Dry-weight is a kidney disease patient’s weight immediately after dialysis, when he or she does not carry the excess fluid that builds up between dialysis treatments. Dry-weight is the lowest weight one can safely reach after dialysis without developing symptoms of low blood pressure such as cramping, which can occur when too much fluid is removed. If a patient lets too much fluid build up between sessions, it is harder to get down to a proper dry-weight. Achieving and maintaining dry-weight can improve blood pressure between dialysis sessions and limit hospitalizations. This appears to be an effective but forgotten strategy in controlling and maintaining blood pressure control among hypertensive patients on dialysis.

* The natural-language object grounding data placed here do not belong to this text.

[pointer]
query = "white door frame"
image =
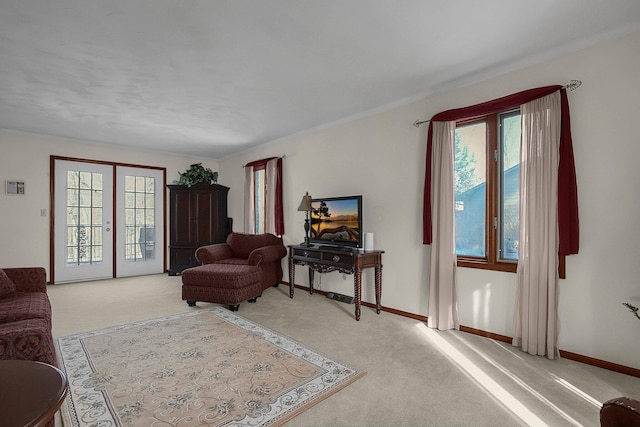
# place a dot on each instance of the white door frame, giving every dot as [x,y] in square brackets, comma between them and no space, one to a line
[97,233]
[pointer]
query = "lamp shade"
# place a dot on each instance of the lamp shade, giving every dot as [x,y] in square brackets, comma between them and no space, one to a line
[305,203]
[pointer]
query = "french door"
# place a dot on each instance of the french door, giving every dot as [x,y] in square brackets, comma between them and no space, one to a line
[88,225]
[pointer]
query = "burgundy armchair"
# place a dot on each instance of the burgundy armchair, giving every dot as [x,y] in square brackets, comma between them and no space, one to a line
[620,412]
[25,316]
[261,250]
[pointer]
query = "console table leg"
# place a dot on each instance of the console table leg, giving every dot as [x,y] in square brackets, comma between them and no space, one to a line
[311,276]
[357,285]
[292,274]
[378,269]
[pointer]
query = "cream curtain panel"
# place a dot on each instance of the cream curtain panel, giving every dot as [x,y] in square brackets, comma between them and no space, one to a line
[536,312]
[249,201]
[271,197]
[443,309]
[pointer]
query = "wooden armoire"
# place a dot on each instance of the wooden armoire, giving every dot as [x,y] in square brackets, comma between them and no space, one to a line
[197,217]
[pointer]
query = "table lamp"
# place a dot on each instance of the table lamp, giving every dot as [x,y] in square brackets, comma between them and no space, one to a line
[305,206]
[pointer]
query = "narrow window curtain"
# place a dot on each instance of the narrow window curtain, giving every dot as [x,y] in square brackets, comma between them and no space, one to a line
[273,203]
[536,312]
[443,310]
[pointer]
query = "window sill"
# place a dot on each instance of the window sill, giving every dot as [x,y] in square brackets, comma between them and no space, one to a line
[509,267]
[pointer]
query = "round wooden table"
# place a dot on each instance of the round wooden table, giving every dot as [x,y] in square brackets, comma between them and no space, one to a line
[30,392]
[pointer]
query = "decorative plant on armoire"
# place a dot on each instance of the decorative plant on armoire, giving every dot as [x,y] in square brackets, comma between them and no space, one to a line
[197,174]
[632,309]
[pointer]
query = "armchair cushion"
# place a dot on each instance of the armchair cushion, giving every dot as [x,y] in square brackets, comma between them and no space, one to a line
[267,254]
[7,287]
[261,250]
[211,253]
[243,244]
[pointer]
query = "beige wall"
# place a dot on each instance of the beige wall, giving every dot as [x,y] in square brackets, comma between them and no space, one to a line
[382,157]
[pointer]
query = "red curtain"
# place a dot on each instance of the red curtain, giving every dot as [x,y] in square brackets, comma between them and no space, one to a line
[568,224]
[278,199]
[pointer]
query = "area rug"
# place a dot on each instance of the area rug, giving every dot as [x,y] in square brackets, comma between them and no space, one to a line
[201,368]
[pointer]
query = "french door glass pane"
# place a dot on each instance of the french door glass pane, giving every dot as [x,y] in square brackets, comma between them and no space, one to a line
[470,189]
[84,218]
[260,184]
[139,218]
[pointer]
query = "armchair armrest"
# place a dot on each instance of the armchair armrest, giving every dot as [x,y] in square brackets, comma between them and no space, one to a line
[28,279]
[212,253]
[267,254]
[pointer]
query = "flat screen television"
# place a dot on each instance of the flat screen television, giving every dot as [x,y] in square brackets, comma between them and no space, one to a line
[336,221]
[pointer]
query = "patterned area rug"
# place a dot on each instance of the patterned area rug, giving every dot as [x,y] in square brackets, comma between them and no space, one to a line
[205,368]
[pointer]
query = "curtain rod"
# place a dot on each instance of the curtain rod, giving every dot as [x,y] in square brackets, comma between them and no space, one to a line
[573,85]
[281,157]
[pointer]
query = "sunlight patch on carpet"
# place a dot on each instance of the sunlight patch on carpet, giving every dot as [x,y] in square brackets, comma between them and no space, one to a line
[197,368]
[489,384]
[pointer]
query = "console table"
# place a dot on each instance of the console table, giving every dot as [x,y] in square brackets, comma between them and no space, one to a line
[324,259]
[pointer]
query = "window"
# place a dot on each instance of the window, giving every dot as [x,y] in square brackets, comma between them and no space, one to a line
[486,190]
[260,199]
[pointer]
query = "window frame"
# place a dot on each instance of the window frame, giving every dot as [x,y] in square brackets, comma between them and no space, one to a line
[491,260]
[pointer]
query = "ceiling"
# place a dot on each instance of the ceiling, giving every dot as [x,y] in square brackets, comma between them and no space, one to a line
[215,77]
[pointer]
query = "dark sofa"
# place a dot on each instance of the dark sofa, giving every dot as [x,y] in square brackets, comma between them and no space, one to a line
[25,316]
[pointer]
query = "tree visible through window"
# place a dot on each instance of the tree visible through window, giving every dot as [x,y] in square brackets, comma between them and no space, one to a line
[486,174]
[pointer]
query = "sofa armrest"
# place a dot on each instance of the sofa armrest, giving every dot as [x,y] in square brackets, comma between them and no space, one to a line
[28,279]
[267,254]
[212,253]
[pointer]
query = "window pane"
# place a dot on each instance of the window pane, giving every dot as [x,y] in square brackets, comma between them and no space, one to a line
[470,190]
[260,183]
[509,185]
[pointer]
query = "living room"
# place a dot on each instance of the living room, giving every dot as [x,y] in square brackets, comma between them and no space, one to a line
[381,156]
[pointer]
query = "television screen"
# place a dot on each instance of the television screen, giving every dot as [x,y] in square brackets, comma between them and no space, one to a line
[337,221]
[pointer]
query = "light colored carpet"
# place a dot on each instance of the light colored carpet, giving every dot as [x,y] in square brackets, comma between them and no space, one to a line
[414,377]
[202,368]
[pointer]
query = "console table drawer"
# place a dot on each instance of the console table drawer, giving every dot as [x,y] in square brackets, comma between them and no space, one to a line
[338,259]
[307,255]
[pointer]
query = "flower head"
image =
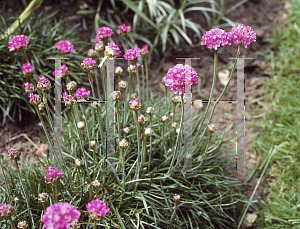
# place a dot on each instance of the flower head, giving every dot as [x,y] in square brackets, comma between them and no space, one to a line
[132,54]
[6,210]
[29,88]
[65,46]
[145,50]
[242,34]
[176,79]
[60,216]
[97,209]
[82,94]
[104,33]
[44,84]
[64,71]
[17,42]
[27,69]
[124,30]
[14,154]
[34,99]
[216,37]
[53,175]
[43,197]
[88,64]
[135,105]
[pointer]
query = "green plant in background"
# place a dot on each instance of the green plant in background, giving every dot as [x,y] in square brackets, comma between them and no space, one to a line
[43,32]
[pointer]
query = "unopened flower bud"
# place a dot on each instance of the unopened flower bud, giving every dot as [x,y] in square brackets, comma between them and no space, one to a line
[126,130]
[164,118]
[43,197]
[96,105]
[122,84]
[211,128]
[77,163]
[92,144]
[91,53]
[148,132]
[150,110]
[14,154]
[81,125]
[123,144]
[119,70]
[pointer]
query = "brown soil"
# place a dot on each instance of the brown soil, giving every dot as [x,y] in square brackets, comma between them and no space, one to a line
[262,15]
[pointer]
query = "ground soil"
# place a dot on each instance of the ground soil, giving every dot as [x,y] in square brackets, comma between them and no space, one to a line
[263,16]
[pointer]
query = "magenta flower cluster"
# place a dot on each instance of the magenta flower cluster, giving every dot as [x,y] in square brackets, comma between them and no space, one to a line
[17,42]
[29,88]
[132,54]
[43,84]
[124,30]
[63,69]
[53,175]
[104,32]
[60,216]
[6,210]
[27,69]
[176,80]
[82,94]
[97,209]
[88,64]
[242,34]
[112,50]
[34,99]
[65,46]
[216,37]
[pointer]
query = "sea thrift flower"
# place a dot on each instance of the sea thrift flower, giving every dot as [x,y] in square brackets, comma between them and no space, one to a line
[176,81]
[104,33]
[64,71]
[123,144]
[135,105]
[53,175]
[43,84]
[43,197]
[6,210]
[29,88]
[211,128]
[96,184]
[150,110]
[99,45]
[65,46]
[60,216]
[145,50]
[97,209]
[17,42]
[68,99]
[148,132]
[116,95]
[27,69]
[34,99]
[216,37]
[88,64]
[96,105]
[72,86]
[81,125]
[242,34]
[91,53]
[82,94]
[124,30]
[142,120]
[22,225]
[119,70]
[122,84]
[132,54]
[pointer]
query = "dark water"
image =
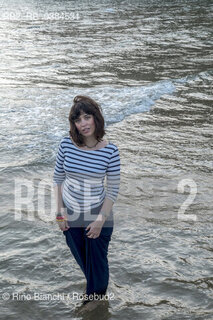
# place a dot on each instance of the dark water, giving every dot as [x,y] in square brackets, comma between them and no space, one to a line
[149,64]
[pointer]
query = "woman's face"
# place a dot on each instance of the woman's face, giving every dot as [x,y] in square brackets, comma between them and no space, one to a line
[85,124]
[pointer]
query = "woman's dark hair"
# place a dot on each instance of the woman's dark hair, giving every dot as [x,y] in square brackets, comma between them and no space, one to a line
[89,106]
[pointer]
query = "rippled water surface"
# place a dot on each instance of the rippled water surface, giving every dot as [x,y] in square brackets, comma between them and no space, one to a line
[149,65]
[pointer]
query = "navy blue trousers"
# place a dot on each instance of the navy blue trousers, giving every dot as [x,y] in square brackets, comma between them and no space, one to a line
[91,255]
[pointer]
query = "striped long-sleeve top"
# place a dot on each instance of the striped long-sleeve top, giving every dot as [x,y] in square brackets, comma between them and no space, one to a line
[82,172]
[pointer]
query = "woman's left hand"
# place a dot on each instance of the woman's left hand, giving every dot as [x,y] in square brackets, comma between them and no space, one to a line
[95,229]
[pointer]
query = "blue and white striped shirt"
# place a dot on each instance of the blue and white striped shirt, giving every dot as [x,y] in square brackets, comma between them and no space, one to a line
[82,174]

Rajiv Agarwal, MD (Indiana University School of Medicine and Roudebush VA Medical Center) and Matthew Weir, MD (University of Maryland Medical Center) looked to see what information is available in the medical literature related to dry-weight and its use in achieving blood pressure control. Their goal was to provide an overview of the concept of dry-weight: how to assess it and how to achieve it.